Thursday, March 29, 2018

West Coast Rail Freight and HS2 Under the Spotlight as Government Prevaricates Over Costs

Answers Demanded But So Far Came There None
Shipping News Feature
UK – Lord Tony Berkeley may be due to retire from his position as Chairman of the Rail Freight Group (RFG) in November, but there is no sign that either he or the organisation he has helped guide so well for the past twenty years or so are intending to take it easy on the government with regard to matters so essential to track borne cargo as HS2 and the new West Coast Partnership, which the government put out to tender this week.

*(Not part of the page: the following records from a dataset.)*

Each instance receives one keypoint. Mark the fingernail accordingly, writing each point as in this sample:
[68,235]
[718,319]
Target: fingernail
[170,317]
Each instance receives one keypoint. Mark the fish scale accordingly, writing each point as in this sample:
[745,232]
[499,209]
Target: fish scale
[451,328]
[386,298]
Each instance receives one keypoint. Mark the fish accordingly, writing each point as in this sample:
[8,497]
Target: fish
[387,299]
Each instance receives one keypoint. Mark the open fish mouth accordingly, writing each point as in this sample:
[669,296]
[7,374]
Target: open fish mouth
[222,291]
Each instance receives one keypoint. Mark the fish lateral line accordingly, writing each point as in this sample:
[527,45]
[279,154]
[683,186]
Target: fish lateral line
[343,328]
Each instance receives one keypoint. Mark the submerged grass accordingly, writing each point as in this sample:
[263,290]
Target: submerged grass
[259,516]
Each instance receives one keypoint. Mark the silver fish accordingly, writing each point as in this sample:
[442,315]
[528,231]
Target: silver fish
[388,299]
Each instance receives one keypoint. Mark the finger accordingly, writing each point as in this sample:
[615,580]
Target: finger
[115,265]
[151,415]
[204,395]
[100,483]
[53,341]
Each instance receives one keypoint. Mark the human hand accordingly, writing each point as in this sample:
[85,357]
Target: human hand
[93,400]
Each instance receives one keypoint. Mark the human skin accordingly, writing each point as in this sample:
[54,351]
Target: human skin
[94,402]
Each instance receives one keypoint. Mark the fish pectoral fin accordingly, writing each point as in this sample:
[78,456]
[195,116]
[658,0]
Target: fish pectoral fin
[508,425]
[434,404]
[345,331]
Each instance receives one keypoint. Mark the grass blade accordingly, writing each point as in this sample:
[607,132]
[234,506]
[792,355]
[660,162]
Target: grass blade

Where the latter is concerned the RFG has issued a position paper regarding what is a vital arterial route for track borne freight between the South and South East and the Midlands and North of England and Scotland. The West Coast Main Line (WCML) sees around 90,000 freight trains running each year between the major conurbations, ports, quarries and production facilities. Although freight will not run on HS2, the future West Coast timetable will need to accommodate freight services, alongside HS2 trains and residual passenger services.

This commercial demand will require a fair allocation of released capacity south of Crewe, and infrastructure and operational solutions north of Crewe, to meet the needs of all users and Maggie Simpson, RFG Executive Director, reinforced the importance of the route, saying:

“The West Coast Partnership will have an influential role on the future of this important route, and we need to ensure that freight is part of these developments. Our position paper will help to provide key information for bidders and stakeholders to enable the right collaboration and cooperation between freight and passenger in the new partnership.”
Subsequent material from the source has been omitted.